Matt Karkut, the new executive director at Compañeros: Four Corners Immigrant Resource Center in Durango, is looking to strengthen and expand programs and services as well as revamp the organization’s dated website.
“We are hoping to grow,” Karkut said. “We’ve always been a small organization, and we’d like to increase staff and provide more classes, programs and services for immigrants.”
Compañeros: Four Corners Immigrant Resource Center helps immigrants – legal and people in the country illegally – obtain driver’s licenses, provides general information about immigration and provides information about governmental or nonprofit services tailored to meet immigrants’ needs.
The center also offers Know Your Rights classes that provide information to immigrants about their civil rights in the United States. The center has no lawyers, and Karkut said it does not give personal legal advice to immigrants.
The center also works with other partners to provide classes for immigrants, such as cooking classes and yoga classes in Spanish to help them integrate into society.
“Our mission is to help marginalized people who have it rough. Ultimately, our goal is to help people,” Karkut said.
The website remodel is aimed at making online interactions with the center easier and at creating an accessible way for people to donate to the center.
“We don’t charge for our programs and services,” Karkut said. “We rely on private foundation donations and the local community to support us. We couldn’t do our work without the generous support we receive.”

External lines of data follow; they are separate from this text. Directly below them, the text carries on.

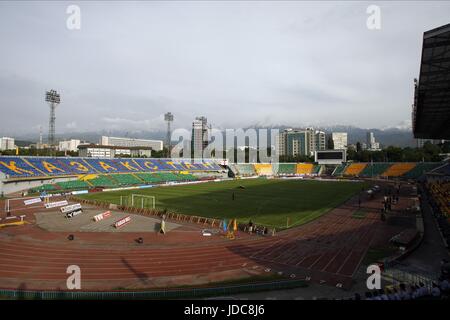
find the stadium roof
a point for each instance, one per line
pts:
(431, 110)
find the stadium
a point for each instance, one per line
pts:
(123, 220)
(292, 223)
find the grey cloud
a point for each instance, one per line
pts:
(238, 63)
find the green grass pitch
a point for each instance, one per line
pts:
(265, 201)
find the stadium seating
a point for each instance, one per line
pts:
(125, 179)
(17, 167)
(354, 169)
(148, 177)
(245, 169)
(339, 170)
(75, 165)
(286, 168)
(24, 167)
(317, 168)
(304, 168)
(73, 185)
(102, 165)
(263, 169)
(374, 169)
(398, 169)
(45, 187)
(420, 169)
(103, 181)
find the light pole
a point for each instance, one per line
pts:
(168, 117)
(54, 99)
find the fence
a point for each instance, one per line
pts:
(153, 294)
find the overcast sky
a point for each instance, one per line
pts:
(237, 63)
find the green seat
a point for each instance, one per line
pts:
(420, 169)
(375, 169)
(339, 169)
(103, 181)
(286, 168)
(74, 184)
(126, 179)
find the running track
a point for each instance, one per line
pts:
(329, 249)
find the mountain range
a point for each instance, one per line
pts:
(394, 136)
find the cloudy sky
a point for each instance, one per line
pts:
(237, 63)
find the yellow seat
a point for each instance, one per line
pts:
(263, 169)
(304, 168)
(355, 169)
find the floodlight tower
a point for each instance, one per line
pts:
(169, 118)
(54, 99)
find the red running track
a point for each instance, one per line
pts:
(329, 249)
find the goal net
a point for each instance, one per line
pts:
(138, 201)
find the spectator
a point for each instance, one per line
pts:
(423, 291)
(383, 294)
(445, 285)
(435, 291)
(395, 295)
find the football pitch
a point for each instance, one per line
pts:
(271, 202)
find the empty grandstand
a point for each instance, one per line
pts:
(263, 169)
(354, 169)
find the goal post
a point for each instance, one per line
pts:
(138, 201)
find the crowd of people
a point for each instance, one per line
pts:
(438, 193)
(438, 290)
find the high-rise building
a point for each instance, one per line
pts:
(69, 145)
(7, 143)
(156, 145)
(294, 142)
(199, 139)
(371, 144)
(339, 140)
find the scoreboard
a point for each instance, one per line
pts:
(330, 156)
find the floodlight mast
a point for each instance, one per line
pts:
(168, 117)
(54, 99)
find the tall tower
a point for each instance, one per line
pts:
(40, 136)
(169, 118)
(53, 98)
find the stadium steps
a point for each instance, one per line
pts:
(125, 179)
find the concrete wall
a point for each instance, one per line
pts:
(12, 187)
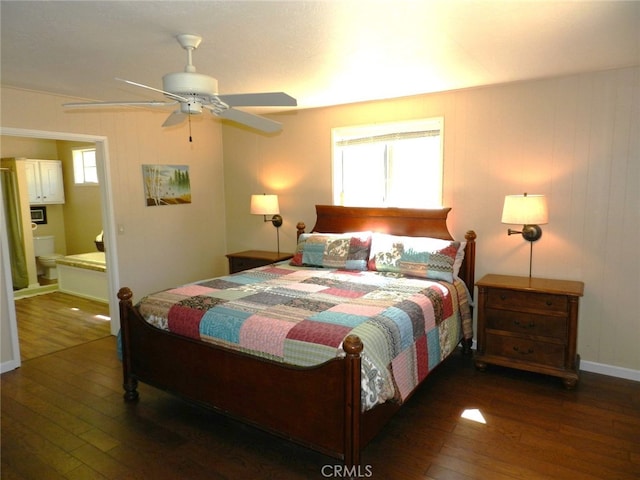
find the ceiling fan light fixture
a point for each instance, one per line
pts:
(192, 108)
(184, 83)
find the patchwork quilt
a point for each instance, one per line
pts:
(300, 316)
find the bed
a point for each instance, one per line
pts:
(327, 405)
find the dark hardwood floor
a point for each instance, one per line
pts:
(63, 416)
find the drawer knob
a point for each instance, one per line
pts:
(523, 352)
(531, 324)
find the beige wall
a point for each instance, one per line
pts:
(82, 209)
(574, 139)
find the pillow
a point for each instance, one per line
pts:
(423, 257)
(348, 251)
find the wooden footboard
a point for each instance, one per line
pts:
(318, 407)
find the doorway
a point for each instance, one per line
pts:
(102, 160)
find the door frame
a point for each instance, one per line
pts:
(108, 222)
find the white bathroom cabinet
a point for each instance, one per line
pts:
(44, 181)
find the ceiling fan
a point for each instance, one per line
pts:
(195, 92)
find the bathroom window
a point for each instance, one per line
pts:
(389, 165)
(85, 170)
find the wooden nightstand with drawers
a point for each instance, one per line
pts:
(254, 258)
(530, 324)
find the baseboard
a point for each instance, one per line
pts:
(611, 370)
(602, 369)
(9, 365)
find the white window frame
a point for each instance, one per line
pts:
(80, 169)
(425, 187)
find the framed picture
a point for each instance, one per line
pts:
(166, 184)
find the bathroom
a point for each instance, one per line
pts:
(73, 225)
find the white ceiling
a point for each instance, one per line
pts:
(321, 52)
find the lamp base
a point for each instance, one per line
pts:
(276, 220)
(530, 233)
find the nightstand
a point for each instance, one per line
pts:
(254, 258)
(530, 324)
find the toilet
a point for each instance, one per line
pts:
(46, 257)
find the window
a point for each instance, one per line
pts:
(85, 171)
(391, 165)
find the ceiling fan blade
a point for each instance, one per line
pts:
(118, 104)
(175, 118)
(168, 94)
(250, 120)
(267, 99)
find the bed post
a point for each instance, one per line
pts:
(353, 347)
(130, 384)
(468, 270)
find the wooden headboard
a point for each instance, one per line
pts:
(410, 222)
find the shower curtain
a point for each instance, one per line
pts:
(11, 204)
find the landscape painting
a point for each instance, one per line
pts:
(166, 184)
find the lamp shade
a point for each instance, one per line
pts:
(525, 210)
(264, 205)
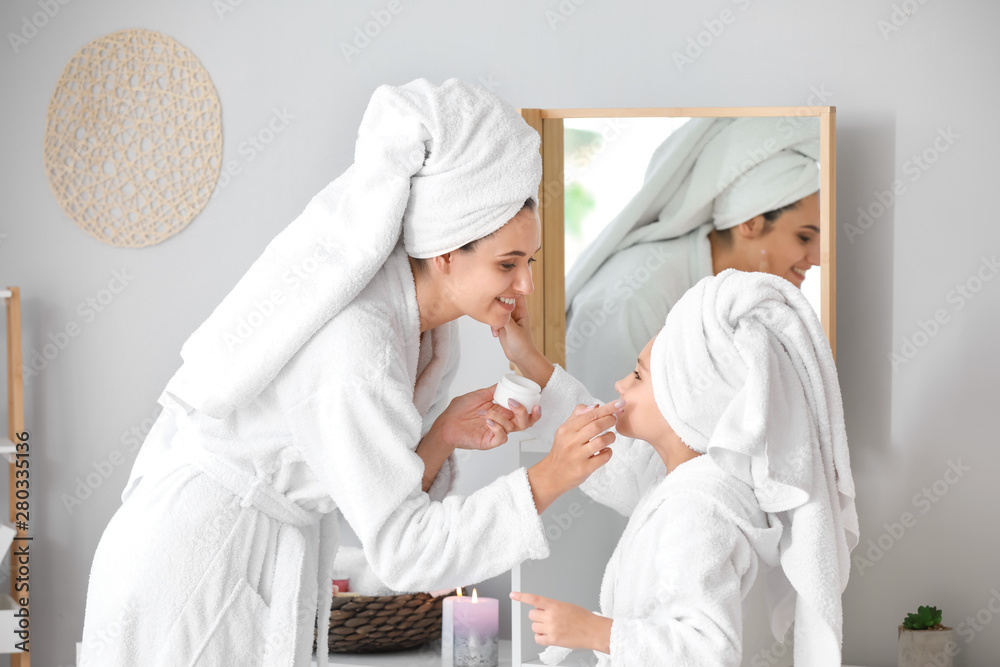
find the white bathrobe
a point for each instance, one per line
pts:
(222, 550)
(624, 304)
(676, 582)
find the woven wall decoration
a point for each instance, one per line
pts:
(133, 138)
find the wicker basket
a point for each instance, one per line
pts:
(366, 624)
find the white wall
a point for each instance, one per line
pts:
(893, 92)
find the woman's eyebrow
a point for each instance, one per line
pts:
(521, 253)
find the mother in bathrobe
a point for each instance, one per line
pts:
(317, 390)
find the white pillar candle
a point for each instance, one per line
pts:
(469, 631)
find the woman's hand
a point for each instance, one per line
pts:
(580, 446)
(568, 625)
(515, 337)
(474, 421)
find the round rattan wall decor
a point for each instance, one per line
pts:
(133, 138)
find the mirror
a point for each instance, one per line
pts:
(630, 200)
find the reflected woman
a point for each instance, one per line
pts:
(719, 193)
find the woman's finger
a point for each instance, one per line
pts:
(600, 458)
(499, 434)
(594, 414)
(527, 598)
(602, 441)
(536, 414)
(503, 417)
(596, 428)
(521, 416)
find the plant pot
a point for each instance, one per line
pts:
(920, 648)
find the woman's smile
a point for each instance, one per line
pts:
(507, 303)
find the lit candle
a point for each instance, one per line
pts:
(469, 631)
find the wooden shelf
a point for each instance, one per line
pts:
(426, 657)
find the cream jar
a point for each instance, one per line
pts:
(521, 389)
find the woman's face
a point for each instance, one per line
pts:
(642, 418)
(484, 283)
(789, 247)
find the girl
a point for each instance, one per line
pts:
(733, 454)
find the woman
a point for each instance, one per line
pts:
(733, 454)
(719, 193)
(316, 390)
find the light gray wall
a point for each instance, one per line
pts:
(893, 90)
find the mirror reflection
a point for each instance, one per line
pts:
(652, 205)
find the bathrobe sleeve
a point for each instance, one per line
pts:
(693, 559)
(448, 474)
(348, 400)
(634, 468)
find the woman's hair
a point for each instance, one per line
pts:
(529, 203)
(726, 235)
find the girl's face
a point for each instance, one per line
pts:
(642, 418)
(788, 248)
(484, 283)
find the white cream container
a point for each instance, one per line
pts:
(521, 389)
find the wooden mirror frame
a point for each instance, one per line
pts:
(547, 305)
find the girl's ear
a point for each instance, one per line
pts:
(752, 228)
(443, 263)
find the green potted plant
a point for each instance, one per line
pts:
(923, 640)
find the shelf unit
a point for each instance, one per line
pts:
(15, 425)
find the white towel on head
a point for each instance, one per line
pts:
(742, 371)
(720, 170)
(472, 162)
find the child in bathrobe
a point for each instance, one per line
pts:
(668, 606)
(701, 527)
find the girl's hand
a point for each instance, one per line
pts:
(515, 337)
(581, 446)
(568, 625)
(473, 421)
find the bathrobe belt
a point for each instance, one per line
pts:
(255, 491)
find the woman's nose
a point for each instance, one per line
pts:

Karkut moved to Durango in 2018 when his girlfriend began working with the Southwest Conservation Corps. Initially, he worked as a volunteer at the center. He applied to be executive director of the organization in fall 2018, when Danny Quinlan, the previous executive director, told him he would be departing and suggested to Karkut that he apply.
Karkut, who has a degree in philosophy, political science and economics from Pomona College in Claremont, California, has worked as a translator for immigrants in Utah. He also worked for a year in Spain teaching English, led a youth group tour of Costa Rica and spent a semester in college studying in Spain.
“We serve to empower immigrants in the Four Corners to live fulfilling lives, to achieve self-sufficiency, to be active members of the community and to be able to raise children to their full potential,” he said.